Лоуренс ответил не сразу. Казалось, что он поглубже зарывается в постель.
– Иногда там что-то шумит, – прошептал он чуть погодя.
– Это старый дом и в нем водятся мыши, дурачина. Ты же знаешь, мама с папой всегда расставляют мышеловки. – Это входило в обязанности Дейла и он ненавидел это дело. Часто по ночам он слышал, как что-то скреблось в стенах даже здесь, на втором этаже.
– Это не мыши, – в голосе Лоуренса слышалась уверенность, хоть звучал он уже совсем сонно.
– Откуда ты знаешь? – Дейл почувствовал, что при словах брата по его собственной спине пробежал холодок. – Почему ты думаешь, что это не мыши? Что же это, привидения?
– Не мыши, – прошептал Лоуренс почти из сна. – Это то же самое, что иногда прячется под кроватью.
– Брось, ничего под кроватью не прячется, – отмахнулся Дейл, уже уставший от беседы. – Там только пыль.
Вместо ответа Лоуренс протянул руку в его сторону.
– Ну пожалуйста. – Голос был сонный-сонный.
Рукав любимой пижамы едва доставал до локтя, мальчик из нее давно вырос, но надевать что-либо другое отказывался.
Иногда Дейл не соглашался держать брата за руку, в конце концов они оба уже почти взрослые мужчины, но сегодня ладно.

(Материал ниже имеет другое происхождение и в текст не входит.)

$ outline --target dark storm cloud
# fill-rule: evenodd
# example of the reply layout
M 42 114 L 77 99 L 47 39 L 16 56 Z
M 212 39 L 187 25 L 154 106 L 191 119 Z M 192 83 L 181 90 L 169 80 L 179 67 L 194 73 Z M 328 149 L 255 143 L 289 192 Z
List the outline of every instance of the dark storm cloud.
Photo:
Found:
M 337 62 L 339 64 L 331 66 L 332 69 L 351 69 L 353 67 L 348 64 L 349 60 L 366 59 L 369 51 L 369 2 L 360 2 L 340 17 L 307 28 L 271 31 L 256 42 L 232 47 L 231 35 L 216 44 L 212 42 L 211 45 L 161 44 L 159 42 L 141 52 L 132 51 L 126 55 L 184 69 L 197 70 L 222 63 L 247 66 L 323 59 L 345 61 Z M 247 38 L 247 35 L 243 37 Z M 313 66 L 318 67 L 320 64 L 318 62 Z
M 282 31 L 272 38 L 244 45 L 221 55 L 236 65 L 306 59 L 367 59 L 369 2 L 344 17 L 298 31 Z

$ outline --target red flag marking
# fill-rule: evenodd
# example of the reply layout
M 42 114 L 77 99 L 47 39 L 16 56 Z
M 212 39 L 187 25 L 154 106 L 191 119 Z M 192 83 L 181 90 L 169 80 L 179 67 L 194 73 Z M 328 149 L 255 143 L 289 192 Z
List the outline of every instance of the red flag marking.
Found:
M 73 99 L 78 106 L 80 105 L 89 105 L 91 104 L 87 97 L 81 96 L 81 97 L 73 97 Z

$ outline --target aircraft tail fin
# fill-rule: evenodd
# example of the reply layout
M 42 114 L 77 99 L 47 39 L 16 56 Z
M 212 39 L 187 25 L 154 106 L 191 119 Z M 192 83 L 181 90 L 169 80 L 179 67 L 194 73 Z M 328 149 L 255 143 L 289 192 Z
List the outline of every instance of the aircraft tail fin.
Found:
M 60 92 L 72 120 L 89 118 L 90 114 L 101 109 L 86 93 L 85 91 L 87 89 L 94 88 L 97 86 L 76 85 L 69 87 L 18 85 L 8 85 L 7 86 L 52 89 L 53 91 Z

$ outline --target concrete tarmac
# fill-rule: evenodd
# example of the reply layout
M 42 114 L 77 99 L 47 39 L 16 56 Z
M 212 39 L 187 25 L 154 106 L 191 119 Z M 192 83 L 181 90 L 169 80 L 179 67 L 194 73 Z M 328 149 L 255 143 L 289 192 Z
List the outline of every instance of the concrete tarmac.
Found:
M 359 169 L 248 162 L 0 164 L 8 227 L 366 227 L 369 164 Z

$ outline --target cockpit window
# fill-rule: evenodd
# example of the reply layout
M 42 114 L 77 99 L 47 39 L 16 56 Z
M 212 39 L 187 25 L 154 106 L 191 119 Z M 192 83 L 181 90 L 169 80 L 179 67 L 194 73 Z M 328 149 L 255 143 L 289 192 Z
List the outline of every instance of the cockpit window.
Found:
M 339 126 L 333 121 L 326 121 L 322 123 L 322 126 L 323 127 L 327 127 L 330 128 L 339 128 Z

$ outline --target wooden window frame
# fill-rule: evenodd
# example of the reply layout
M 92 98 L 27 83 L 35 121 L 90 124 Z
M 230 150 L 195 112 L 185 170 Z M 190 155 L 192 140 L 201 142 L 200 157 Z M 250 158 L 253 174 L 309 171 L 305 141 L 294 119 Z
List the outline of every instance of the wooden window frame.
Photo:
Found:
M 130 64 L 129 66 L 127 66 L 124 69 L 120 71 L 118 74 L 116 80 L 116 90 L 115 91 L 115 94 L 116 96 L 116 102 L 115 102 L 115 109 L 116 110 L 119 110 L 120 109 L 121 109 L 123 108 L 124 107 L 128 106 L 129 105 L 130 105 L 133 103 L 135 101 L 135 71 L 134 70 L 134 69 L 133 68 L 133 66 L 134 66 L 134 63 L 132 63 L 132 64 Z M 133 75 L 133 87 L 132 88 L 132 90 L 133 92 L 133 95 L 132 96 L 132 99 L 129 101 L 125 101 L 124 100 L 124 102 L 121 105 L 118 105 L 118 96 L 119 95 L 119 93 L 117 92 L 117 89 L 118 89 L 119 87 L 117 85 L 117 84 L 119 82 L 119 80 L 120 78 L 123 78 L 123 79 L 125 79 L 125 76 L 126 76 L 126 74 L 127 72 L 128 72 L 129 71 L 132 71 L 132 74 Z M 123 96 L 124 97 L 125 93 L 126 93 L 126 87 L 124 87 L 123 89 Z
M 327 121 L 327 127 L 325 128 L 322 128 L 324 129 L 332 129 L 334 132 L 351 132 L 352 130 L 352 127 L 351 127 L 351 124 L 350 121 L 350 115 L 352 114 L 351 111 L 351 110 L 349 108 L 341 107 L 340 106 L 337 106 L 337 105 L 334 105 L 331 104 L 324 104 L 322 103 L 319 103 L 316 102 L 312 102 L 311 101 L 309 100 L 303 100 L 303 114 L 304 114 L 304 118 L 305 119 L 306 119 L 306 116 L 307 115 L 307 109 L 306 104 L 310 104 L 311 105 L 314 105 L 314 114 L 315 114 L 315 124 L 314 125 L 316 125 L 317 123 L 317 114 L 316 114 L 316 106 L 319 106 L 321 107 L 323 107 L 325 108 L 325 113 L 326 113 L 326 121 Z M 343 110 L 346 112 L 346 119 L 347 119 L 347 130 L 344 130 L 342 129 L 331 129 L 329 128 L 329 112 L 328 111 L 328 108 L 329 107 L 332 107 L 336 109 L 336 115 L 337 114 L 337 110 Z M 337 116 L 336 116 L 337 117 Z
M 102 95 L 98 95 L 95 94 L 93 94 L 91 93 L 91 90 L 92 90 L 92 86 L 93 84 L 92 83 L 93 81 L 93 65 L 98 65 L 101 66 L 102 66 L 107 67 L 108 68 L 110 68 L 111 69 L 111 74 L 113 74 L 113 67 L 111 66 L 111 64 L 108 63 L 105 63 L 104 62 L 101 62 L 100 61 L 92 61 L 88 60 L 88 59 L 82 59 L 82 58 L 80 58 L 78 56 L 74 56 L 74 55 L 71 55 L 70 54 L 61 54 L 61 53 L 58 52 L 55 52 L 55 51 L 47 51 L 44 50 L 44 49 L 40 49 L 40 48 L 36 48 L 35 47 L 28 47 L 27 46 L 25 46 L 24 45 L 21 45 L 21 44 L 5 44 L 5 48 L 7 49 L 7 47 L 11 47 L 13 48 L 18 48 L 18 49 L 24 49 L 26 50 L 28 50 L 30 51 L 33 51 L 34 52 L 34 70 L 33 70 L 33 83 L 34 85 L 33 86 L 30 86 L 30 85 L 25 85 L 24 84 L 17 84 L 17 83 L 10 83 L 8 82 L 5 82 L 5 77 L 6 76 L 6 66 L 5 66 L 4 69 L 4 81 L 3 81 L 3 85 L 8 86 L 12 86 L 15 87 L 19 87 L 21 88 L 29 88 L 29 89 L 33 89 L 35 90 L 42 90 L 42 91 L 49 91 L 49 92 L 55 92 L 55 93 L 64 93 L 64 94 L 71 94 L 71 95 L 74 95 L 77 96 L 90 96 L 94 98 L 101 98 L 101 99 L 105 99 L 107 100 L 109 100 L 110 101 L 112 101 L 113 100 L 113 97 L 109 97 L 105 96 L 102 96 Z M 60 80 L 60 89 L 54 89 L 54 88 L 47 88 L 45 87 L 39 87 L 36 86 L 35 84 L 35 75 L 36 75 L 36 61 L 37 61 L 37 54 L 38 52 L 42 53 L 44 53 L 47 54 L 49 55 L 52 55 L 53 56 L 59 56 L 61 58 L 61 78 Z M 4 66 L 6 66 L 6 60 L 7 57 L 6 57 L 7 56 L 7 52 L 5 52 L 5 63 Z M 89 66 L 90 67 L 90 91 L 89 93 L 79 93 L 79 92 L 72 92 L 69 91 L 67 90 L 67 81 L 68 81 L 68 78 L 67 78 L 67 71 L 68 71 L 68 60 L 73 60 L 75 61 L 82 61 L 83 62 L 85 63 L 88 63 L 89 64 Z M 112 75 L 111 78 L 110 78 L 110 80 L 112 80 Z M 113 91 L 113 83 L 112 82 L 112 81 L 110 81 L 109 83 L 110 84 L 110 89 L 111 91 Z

Дейл чувствовал, что этой ночью он сам нуждается в поддержке.
– Спокойной ночи, – шепнул он, не ожидая ответа. – Приятных снов.
– Рад, что ты ничего не боишься, – донесся до него шепот брата. Казалось, что он говорит издалека, из тумана снов.
Дейл полежал еще немного, держа руку Лоуренса и удивляясь тому, какие у его брата все-таки еще маленькие пальцы. Когда же он закрыл глаза, ему тотчас вспомнилось дуло глядящего ему прямо в лицо ружья и он мигом подскочил на месте. Сердце судорожно билось.
Дейл знал, что есть кое-что кроме темноты, чего он боится. Только это были настоящие страхи, настоящие опасности. На будущей неделе ему следует держаться подальше от Си Джея и Арчи.
Сейчас Дейл понял, что игра, которую они затеяли, разыгрывая охоту на Тубби Кука и шпионя за Руном и остальными, закончена. Это было глупо и могло принести кому-нибудь вред.
В Элм Хэвене не было никаких загадок, здесь нечего было делать Нэнси Дрею или Джо Харди с их таинственными приключениями и умными догадками. Но зато здесь была куча придурков вроде Си Джея и его старика, готовых действительно прибить тебя, если ты попадешься у них на дороге. Джим Харлен возможно и вправду сломал себе руку из-за этой затеи. Дейл почувствовал сегодня, что и Кевин и Майк тоже устали от этой игры.
Много позже Лоуренс вздохнул и перевернулся на другой бок, все еще сжимая медвежонка, но высвободив руку Дейла. Старший брат улегся на правый бок и задремал. За сетками на окнах шуршали листья старого дуба, цикады выводили свое бесконечное стрекотание. Угас последний отблеск сумеречного света, но во мраке ветвей перемигивались огоньки светляков.